LONDON (Reuters) - A gathering of Western and Arab powers plans to challenge Syrian President Bashar al-Assad on Friday to provide humanitarian access within days to civilians under assault by his forces, U.S. officials told reporters.
The officials, speaking before a “Friends of Syria” meeting expected to gather more than 70 nations and international groups in Tunis on Friday, did not say what specific consequences would follow if Syrian authorities failed to provide access.
“One of the things you are going to see coming out of the meeting tomorrow are concrete proposals on how we, the international community, plan to support humanitarian organizations ... within days, meaning that the challenge is on the Syrian regime to respond to this,” said a U.S. official.
The Syrian military pounded rebel-held Sunni Muslim districts of Homs city for the 20th day on Thursday, despite international protest over the previous day’s death toll of more than 80, including two Western journalists, activists said.
For more than a year the Syrian opposition has called for Assad, whose family has ruled Syria for four decades, to step down in the latest of the “Arab Spring” uprisings against authoritarian rulers in the Middle East.
The continued strife reflects both Assad’s determination to remain in office as well as the major powers’ inability to agree on a strategy on whether to try to ease, or force, him out.
Russia, which along with China has vetoed two U.N. Security Council resolutions on Syria, has said it will not attend the gathering in Tunis.
Russia has repeatedly said it does not want a resolution to become a pretext for regime change, something it believes took place when the Security Council authorized the use of force to protect civilians in Libya and that ultimately helped drive former dictator Muammar Gaddafi from power.
“CHAOS AND CIVIL WAR”
Asked if the group’s call would amount to an ultimatum, a second U.S. official told reporters: “It is a challenge.”
The officials said Friday’s meeting would focus on increasing humanitarian access, supporting the Syrian National Council opposition group in devising a transition plan, and coordinating sanctions.
“The point of this is to create increasing pressure on him as a result of the unity, as a result of a concrete proposal coming forward, and to put him in a position where the international community is demanding that he do the right thing,” the second official said.
U.S. Secretary of State Hillary Clinton, in London to attend an international conference on Somalia, met a number of her counterparts to discuss Syria, including the foreign ministers of France, Germany, Jordan, Morocco, Turkey, Saudi Arabia and the United Arab Emirates.

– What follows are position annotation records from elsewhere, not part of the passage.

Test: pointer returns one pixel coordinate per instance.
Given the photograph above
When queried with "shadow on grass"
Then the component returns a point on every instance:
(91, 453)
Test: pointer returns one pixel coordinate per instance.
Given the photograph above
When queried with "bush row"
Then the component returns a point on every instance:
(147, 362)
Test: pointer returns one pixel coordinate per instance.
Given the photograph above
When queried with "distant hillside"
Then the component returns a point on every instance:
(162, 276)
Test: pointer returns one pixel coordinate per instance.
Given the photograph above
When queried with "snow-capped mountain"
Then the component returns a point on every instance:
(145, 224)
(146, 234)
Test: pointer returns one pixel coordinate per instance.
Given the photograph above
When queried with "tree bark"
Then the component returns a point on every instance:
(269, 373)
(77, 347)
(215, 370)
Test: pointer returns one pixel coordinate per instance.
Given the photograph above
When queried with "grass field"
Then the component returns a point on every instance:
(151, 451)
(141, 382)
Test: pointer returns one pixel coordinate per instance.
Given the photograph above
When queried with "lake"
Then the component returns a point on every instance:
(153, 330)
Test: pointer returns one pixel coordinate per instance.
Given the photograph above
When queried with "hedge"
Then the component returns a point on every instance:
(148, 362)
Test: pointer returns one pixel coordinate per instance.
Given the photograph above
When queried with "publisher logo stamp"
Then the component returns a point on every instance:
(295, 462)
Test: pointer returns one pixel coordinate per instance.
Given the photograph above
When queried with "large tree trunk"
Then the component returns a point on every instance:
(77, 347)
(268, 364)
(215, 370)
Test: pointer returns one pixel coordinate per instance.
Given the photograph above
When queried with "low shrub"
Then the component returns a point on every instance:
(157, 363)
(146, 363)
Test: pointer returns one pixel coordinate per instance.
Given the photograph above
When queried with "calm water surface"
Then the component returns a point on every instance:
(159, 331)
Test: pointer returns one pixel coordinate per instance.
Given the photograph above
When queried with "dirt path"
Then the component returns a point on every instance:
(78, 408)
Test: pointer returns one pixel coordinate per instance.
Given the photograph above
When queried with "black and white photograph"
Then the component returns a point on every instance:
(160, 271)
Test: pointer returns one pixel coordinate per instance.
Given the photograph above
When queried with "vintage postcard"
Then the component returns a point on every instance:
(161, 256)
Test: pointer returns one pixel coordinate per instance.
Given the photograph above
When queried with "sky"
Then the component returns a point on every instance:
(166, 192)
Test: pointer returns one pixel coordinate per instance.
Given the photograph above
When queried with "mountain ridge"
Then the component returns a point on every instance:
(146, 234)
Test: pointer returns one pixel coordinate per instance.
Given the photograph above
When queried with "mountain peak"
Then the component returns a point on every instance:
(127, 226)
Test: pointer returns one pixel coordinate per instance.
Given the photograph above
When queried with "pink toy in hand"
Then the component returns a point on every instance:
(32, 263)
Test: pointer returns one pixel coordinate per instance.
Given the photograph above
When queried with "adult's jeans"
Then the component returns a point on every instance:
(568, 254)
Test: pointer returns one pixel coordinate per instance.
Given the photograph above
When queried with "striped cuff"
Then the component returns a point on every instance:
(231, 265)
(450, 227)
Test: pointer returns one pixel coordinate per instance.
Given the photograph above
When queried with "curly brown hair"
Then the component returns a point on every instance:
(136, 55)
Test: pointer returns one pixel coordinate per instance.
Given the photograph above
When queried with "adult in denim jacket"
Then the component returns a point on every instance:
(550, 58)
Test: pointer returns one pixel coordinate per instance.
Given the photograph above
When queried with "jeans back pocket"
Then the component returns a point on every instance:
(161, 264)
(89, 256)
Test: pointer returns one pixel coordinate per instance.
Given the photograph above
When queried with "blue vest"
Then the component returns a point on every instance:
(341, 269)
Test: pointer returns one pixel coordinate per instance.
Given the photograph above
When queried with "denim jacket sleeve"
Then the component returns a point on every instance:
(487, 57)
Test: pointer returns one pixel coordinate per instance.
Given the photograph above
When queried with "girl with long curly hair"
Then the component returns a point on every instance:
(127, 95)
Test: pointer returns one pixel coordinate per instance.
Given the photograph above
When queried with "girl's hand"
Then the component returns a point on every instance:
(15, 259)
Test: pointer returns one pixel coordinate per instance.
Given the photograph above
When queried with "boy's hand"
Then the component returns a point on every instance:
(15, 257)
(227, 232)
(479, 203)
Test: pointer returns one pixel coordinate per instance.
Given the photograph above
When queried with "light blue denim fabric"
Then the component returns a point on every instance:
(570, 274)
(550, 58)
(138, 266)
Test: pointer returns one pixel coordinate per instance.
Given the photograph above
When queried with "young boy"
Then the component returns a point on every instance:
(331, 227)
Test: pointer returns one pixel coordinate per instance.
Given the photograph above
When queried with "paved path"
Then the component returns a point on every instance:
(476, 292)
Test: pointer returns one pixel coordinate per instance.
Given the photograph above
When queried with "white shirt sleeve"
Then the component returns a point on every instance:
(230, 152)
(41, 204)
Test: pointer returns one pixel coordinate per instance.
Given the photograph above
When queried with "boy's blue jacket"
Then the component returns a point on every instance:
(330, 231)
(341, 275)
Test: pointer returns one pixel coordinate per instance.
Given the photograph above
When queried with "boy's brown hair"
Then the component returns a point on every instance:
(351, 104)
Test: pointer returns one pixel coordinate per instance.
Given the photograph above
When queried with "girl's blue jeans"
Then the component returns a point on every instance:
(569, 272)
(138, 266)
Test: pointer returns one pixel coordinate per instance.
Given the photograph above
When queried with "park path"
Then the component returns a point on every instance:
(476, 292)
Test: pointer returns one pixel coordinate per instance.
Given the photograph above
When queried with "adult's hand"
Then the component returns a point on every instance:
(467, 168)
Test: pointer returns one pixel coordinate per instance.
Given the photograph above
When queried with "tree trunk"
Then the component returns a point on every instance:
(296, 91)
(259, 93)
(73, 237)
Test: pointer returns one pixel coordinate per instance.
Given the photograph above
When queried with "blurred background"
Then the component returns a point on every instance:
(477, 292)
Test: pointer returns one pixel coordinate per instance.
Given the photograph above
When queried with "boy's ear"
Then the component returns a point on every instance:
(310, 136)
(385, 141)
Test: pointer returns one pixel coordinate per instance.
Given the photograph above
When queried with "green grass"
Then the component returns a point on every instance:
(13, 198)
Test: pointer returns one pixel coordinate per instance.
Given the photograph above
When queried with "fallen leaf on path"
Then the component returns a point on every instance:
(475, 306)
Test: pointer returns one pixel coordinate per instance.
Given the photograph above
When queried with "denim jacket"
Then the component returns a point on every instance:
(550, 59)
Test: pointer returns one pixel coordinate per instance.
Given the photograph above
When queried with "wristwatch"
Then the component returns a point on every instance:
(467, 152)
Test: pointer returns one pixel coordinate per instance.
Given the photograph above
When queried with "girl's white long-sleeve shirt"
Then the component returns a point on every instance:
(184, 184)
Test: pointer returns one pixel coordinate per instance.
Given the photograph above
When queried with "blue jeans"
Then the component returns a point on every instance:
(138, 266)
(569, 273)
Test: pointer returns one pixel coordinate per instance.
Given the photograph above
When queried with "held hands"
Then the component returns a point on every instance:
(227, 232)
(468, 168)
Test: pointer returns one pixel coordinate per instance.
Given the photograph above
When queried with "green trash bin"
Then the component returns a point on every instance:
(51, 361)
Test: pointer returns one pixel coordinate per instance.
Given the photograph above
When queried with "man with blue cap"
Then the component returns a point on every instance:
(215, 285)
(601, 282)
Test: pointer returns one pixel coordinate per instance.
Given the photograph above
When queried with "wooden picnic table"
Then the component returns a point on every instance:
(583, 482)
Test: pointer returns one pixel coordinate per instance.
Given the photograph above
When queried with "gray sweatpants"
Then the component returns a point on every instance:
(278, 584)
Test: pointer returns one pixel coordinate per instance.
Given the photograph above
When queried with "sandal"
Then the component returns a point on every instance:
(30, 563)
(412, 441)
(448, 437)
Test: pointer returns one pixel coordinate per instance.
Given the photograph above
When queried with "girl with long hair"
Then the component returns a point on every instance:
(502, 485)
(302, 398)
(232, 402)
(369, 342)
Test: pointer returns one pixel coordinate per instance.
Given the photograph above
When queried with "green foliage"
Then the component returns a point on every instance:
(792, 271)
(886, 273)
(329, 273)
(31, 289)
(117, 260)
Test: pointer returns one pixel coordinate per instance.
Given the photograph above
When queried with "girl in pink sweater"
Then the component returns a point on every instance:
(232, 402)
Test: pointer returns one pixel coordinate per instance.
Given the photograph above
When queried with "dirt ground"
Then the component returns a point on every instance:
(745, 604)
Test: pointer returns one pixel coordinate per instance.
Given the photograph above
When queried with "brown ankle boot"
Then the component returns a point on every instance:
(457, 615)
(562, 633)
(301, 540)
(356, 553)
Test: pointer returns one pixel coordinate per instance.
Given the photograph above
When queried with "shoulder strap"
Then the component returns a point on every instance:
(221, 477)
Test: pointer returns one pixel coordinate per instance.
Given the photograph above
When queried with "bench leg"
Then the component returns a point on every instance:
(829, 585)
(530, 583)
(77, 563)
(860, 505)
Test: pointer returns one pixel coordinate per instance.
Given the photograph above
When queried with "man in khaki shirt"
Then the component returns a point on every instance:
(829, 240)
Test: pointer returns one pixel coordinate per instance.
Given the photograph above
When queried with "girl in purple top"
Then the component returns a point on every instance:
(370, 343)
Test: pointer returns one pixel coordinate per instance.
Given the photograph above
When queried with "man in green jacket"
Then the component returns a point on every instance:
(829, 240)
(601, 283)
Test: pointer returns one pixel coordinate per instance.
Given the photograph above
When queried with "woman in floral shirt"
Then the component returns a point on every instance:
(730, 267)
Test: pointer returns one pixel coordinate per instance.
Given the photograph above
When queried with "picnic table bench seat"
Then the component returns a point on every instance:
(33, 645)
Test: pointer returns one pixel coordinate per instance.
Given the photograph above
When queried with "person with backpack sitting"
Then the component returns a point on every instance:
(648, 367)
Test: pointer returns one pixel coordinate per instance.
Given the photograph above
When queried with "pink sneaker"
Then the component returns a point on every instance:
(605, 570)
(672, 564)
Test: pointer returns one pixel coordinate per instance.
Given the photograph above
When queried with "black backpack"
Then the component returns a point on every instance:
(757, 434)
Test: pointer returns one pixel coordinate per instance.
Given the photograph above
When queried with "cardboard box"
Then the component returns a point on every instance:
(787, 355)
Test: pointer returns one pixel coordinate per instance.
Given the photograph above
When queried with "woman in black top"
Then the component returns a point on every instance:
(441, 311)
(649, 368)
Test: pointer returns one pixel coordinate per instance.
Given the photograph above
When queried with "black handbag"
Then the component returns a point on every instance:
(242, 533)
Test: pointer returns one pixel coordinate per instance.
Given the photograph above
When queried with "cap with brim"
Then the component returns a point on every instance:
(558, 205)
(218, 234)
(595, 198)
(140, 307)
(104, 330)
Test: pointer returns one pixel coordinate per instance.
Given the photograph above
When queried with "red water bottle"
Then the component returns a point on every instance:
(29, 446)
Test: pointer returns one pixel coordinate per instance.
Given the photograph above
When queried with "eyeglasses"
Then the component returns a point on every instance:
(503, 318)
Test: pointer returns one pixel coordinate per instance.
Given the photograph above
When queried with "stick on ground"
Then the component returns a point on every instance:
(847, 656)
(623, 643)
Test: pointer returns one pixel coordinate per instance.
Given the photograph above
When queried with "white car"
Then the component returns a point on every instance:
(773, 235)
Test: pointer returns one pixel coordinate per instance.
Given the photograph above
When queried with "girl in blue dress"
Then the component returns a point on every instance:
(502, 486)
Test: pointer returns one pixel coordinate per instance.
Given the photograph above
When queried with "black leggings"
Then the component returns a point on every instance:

The U.S. officials suggested the “Friends of Tunisia” group might not commit itself to a specific amount of aid for Syria on Friday, saying the fundamental issue was not money but access.
“I don’t think resources are the problem. It is the access, the facilities that are needed, the conditions that are needed in order to allow that to be delivered,” said the first official. “The constraint has not been on dollars.”
They also avoided answering questions on whether the group may discuss the possibility of arming the opposition, something that some nations favor and that the United States, in a change in emphasis, on Tuesday suggested could become an alternative.
“The focus really is ... on what are the elements needed to respond to the tangible needs of the Syrians on the ground (and) that has to do with humanitarian access, and what is needed to promote a political transition,” said the first official.
He said the group also wanted “to work with the opposition on implementing a pragmatic, practical transition plan that disproves Bashar al-Assad’s theory that the only alternative to him is chaos and civil war.”